Читать книгу The Well of the Worlds - Henry Kuttner - Страница 4
CHAPTER III
ОглавлениеLIKE a man in a dream, Sawyer followed Alper’s stumping, fur-swathed figure through the turmoil of Fortuna toward the mine. In the distance he could see the bare, windswept ice of Little Slave Lake giving back reflections from the eternally lighted town. Fortuna was set down like a small medallion of humanity on the vast curve of the globe, clasped to it as the transceiver was clasped to Sawyer’s skull, and as alien to the rock as the transceiver to the head.
They stumbled and slipped on icy planks as they made their way toward the mine. Fortuna had no streets. Plank steps and runways linked the buildings, which were anchored tight to the bedrock of the planet itself, for there was no soil here. Nothing grew except Fortuna. No roads led into it. The silence of the world’s end seemed to close it in. Whenever human noises faltered here, the vast silence of the Barrens closed over them like water.

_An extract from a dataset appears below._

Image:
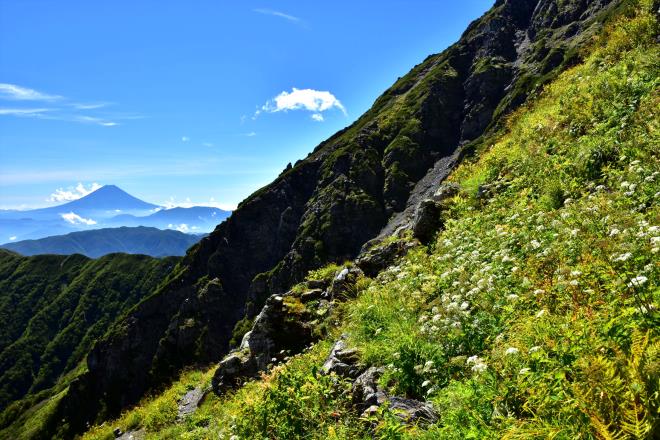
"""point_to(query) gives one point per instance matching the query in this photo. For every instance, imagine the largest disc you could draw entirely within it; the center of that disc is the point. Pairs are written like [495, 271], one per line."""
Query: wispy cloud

Slipping on ice, breathing the dry, incredible cold, Sawyer followed the stumping Alper. Out of bunk houses, offices, shack-like private homes, curious crowds were flocking. Alper thrust them aside, answering no questions. They passed the lighted commissary, the cook-house, the powerhouse, hearing the huge diesels that generated the lifeblood of Fortuna, lighted the houses, drove the mine machinery, pumped the waters of Little Slave Lake continually and forever out of the shafts where continually and forever they seeped.
They passed the last of the ugly, utilitarian buildings which two hundred people needed for their encysted life above the pitchblende veins. And they came at last to the mouth of the great mine.
Alper shouldered through the excited knot around the entrance. The voice had ceased to echo its alarm-signal from amplifiers spaced under eaves all along the streets, but other voices had taken it up now, a babble of them, excitedly predicting disaster.
“The ghosts are loose!” Sawyer heard one miner say to another. “Down in Eight they’re busting through the walls!”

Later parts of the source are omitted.